In this post, I’ll explore some of the current thinking on how to build such a system.

The simplest way to think about this subject is to imagine you own one hundred twitter shares that you would like to sell and, because you’re one of these early-adopting trailblazers, you want to sell the shares for Bitcoins and want to do so using only the bitcoin system.  Here’s how it could work:

As I write, Twitter shares trade for just over $40, so your one hundred shares would be worth about $4000.  So you could announce to the world that a particular Bitcoin you own (strictly, a transaction output) is for sale and that you will give whoever buys it all the rights associated with the twitter shares… e.g. dividends, votes, etc.  You don’t plan to transfer the share through the regular equity settlement systems in your country, though; you’ll remain the registered owner there… but provided you are trustworthy, the recipient will trust you to pass on the benefits you receive to them.

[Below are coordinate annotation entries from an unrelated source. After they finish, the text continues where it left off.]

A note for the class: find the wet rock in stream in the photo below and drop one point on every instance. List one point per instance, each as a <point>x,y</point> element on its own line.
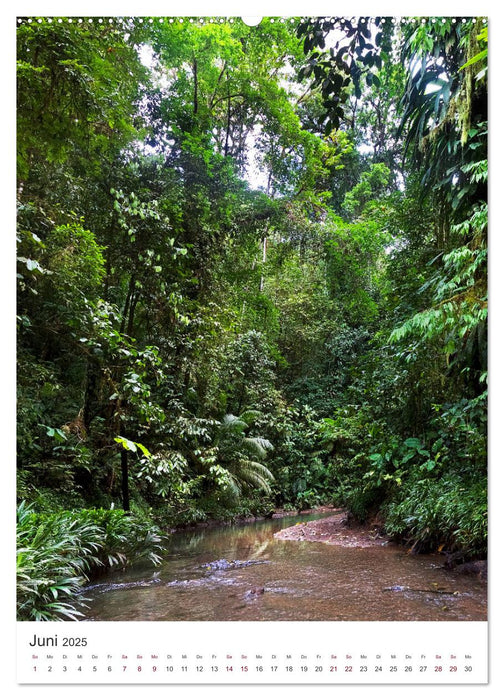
<point>224,564</point>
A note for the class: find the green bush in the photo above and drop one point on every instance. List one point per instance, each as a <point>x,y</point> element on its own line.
<point>57,553</point>
<point>449,512</point>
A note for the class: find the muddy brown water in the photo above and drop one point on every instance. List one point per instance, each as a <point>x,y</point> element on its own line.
<point>243,573</point>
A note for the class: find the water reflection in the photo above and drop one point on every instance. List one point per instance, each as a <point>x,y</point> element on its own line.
<point>243,573</point>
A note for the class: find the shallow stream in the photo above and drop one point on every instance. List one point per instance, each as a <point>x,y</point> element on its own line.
<point>243,573</point>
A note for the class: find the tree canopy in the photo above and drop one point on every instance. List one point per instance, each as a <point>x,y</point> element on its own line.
<point>252,269</point>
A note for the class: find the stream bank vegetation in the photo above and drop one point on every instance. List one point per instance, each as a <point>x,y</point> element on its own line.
<point>251,276</point>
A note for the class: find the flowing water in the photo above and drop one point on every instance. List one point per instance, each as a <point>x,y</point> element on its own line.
<point>243,573</point>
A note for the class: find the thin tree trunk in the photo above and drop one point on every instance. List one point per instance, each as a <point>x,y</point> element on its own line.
<point>124,480</point>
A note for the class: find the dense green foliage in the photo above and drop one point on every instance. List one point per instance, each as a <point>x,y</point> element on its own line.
<point>252,274</point>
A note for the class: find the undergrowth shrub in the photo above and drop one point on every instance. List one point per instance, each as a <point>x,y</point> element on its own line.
<point>447,513</point>
<point>58,552</point>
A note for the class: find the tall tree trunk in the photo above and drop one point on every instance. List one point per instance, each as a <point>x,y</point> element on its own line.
<point>124,480</point>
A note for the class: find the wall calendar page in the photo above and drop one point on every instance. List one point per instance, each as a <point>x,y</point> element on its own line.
<point>251,347</point>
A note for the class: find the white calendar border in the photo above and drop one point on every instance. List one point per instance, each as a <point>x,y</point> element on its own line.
<point>227,8</point>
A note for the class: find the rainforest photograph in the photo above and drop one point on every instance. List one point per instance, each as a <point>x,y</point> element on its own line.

A Bitcoin today trades for about $300.  So if you could find somebody who trusts you, they might be willing to pay you about $4300 for your special bitcoin ($300 for the Bitcoin plus $4000 for the rights to the shares).  Perhaps they’d demand a discount to account for the ongoing counterparty risk they have to you.  So let’s imagine they offer to pay you $4000 to keep the maths simple.

To make it interesting, let’s imagine that Alice is willing to buy 25% of your holding ($1000, or 3.33 XBT) and Bob wants 75% ($3000 or 10 XBT).  What we want is for them to transfer these coins to you and for you to transfer your “special” (or, colored) coin to them so that, once you’re done, you have 13.33 XBT and they have a share of the colored coin.

Graphically, this is what it might look like:

Colored Coin Diagram

In this picture, we see that a Bitcoin transaction has been constructed that has the following interesting properties (in reality, it may be done as a sequence of transactions and I’m not 100% sure you could actually do it this way for real on the current Bitcoin network but the concepts remain the same so we’ll stick with this for the purposes of this post)

  1. Alice and Bob pay their agreed amounts of Bitcoins into the transaction (i.e. their 25% and 75% share of the costs) – colored green in the diagram
  2. I pay in the coin I have previously asserted to be “equivalent” to 100 twitter shares – colored orange in the diagram
  3. Alice and Bob receive 25% and 75%, respectively, of the special (colored) coin so that everybody can now see that they are the owner of the coin, and hence entitled to their shares of any benefits associated with the shares – shown in orange on the right-hand side
  4. I receive Alice and Bob’s payments – shown in green on the right.

Easy, right? Well…. not quite.

The problem is step 3.  If you are an independent third party arbitrating a future dispute, how do you know that the 0.25 XBT and 0.75 XBT received by Alice and Bob relate to the ‘colored’ 1XBT I paid in?  What would have happened if I had also paid somebody else 0.75 XBT in that transaction? How would we know one of these payments was the special colored coin and one was just a regular bitcoin?

Worse, what would happen if Alice or Bob somehow temporarily forgot their coins were special and spent them as if they were normal coins? They could lose a fortune! It would be helpful if their wallet software warned them. Which means the wallet would need to be able to tell automatically. Worse, what if Bob used his colored coin as part-payment for a larger expense, with regular coins making up the difference?  How on earth would the recipient interpret their receipt of a transaction output that was formed from combining colored and non-colored coins?!

The answer is that there is nothing in the core bitcoin system that allows you to tell.  So various conventions have been proposed.  The simplest is one that just relies on ordering, but there are others, none of them particularly satisfactory.  But it’s being worked on.   I think one piece of work in particular has helped in this space by generalising this problem by introducing the idea of a “color kernel“, whose job it is to decide which outputs are related to which types of coin.  Projects such as bitcoinx are working on implementing a system based on these concepts.

In a future post, I’ll discuss a very different model, that of mastercoin.